RMC-9805 is a KRAS G12D inhibitor

In this study, the sponsor and investigators want to learn:

• How much of the study drug can be given with an acceptable level of side effects
• The effects of the study drug (good and bad)
• How much of the study drug / agent is absorbed into the blood and how fast it is removed
• If research tests can be used in the future to predict who will benefit from RMC-9805

This study has 3 periods:
1. Screening/Baseline period (before you begin the study to see if you qualify for the study)
2. Study Treatment period (when you will receive the study drug; this occurs in 21-day cycles)
3. Follow-up period (to check on you after your study treatment is finished)

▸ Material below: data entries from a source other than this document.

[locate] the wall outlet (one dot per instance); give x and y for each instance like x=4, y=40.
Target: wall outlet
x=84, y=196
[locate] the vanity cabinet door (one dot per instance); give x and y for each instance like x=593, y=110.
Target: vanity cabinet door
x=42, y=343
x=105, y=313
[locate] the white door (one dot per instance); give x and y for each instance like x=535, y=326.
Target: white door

In addition, this study is divided into 2 parts:
• Part 1 (dose exploration): Small groups of participants will be enrolled one at a time. Each group will receive a higher dose of RMC-9805 than the last group. These groups will be enrolled until the highest tolerated dose of RMC-9805 is identified. Alternative dose levels and schedules for the study drug may also be explored.
• Part 2 (dose expansion): Larger groups of participants will be enrolled one at a time. Each group will receive a dose level and dosing schedule that is deemed safe and tolerable as determined in Part 1. These groups are for collecting more information about the selected dose and/or schedule.
• The effect of food will be evaluated in Part 1 and may be evaluated in Part 2 (Food Effect Cohort). A Food Effect Cohort is for determining if taking RMC-9805 with or without a meal affects how the study drug works.

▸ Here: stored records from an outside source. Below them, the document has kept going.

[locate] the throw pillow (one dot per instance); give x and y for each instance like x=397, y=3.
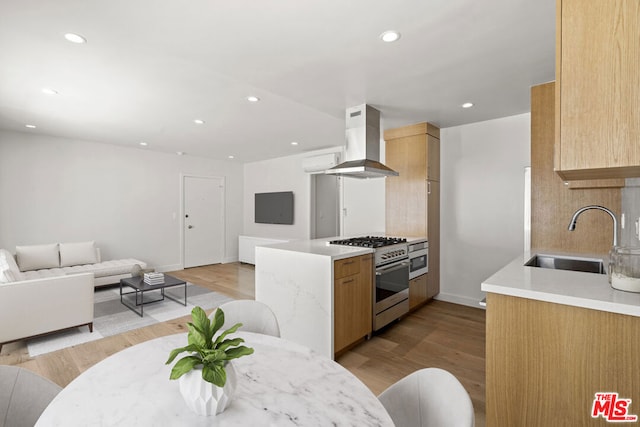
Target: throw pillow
x=36, y=257
x=78, y=253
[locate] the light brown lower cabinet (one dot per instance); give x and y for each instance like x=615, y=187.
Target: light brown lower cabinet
x=418, y=291
x=352, y=300
x=546, y=362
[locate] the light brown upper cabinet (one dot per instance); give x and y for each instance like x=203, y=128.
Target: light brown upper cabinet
x=414, y=152
x=597, y=89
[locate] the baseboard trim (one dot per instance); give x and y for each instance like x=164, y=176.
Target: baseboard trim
x=169, y=267
x=459, y=299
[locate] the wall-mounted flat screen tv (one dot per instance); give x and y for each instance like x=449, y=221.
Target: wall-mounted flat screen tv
x=274, y=208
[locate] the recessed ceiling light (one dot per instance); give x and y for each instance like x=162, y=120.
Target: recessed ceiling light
x=75, y=38
x=390, y=36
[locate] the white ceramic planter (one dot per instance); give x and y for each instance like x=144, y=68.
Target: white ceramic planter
x=205, y=398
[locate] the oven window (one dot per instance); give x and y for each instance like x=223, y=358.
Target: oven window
x=418, y=263
x=391, y=282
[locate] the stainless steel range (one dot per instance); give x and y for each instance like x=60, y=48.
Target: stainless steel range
x=391, y=296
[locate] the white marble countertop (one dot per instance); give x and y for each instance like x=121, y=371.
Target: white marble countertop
x=282, y=383
x=323, y=248
x=587, y=290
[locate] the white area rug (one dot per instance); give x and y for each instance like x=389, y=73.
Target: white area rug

You will be enrolled in either Part 1 or Part 2. You will be assigned a dose and schedule of RMC-9805 when you start the study. Part 2 will be filled after Part 1 is completed, so the part you are placed into depends on when you enroll. Your study doctor will tell you which Part of the study (Part 1 or Part 2) you would be in.

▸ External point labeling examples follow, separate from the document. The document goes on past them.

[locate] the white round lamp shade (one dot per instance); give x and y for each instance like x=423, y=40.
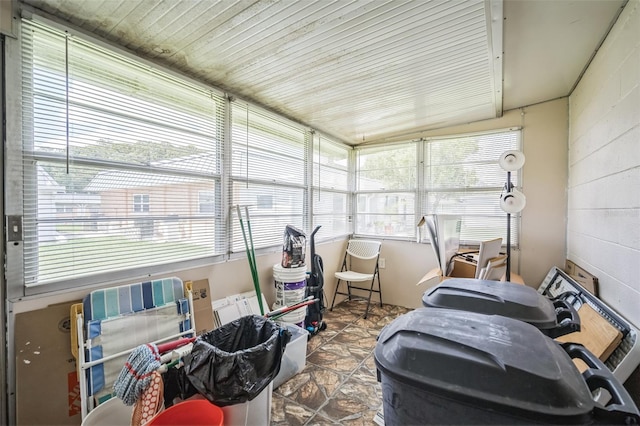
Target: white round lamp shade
x=513, y=202
x=511, y=160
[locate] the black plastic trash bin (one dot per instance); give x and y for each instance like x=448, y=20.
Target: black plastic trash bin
x=553, y=317
x=442, y=366
x=234, y=363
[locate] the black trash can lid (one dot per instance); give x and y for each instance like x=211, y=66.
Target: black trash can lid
x=497, y=362
x=493, y=298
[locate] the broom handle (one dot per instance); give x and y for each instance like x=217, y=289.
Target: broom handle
x=256, y=282
x=252, y=266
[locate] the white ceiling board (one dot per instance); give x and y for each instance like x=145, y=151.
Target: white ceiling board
x=361, y=70
x=548, y=44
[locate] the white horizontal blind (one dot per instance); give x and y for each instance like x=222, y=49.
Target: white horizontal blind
x=330, y=187
x=462, y=177
x=268, y=174
x=386, y=190
x=121, y=161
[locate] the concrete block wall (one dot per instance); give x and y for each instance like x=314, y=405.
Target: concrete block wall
x=603, y=226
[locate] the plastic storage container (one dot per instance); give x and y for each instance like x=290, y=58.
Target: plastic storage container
x=295, y=355
x=442, y=366
x=552, y=317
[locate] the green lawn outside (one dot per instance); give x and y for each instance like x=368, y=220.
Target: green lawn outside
x=82, y=256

Your dose of RMC-9805 may be increased later during your participation in the study if higher doses are determined to be safe. For any dose increase, it should be determined by your study doctor that it is in your best interest to do so. If you have side effects at any time, your dose of RMC-9805 may also be decreased, temporarily held, or discontinued.

This is an open-label study, which means that both you and the study doctor will know that you are receiving RMC-9805.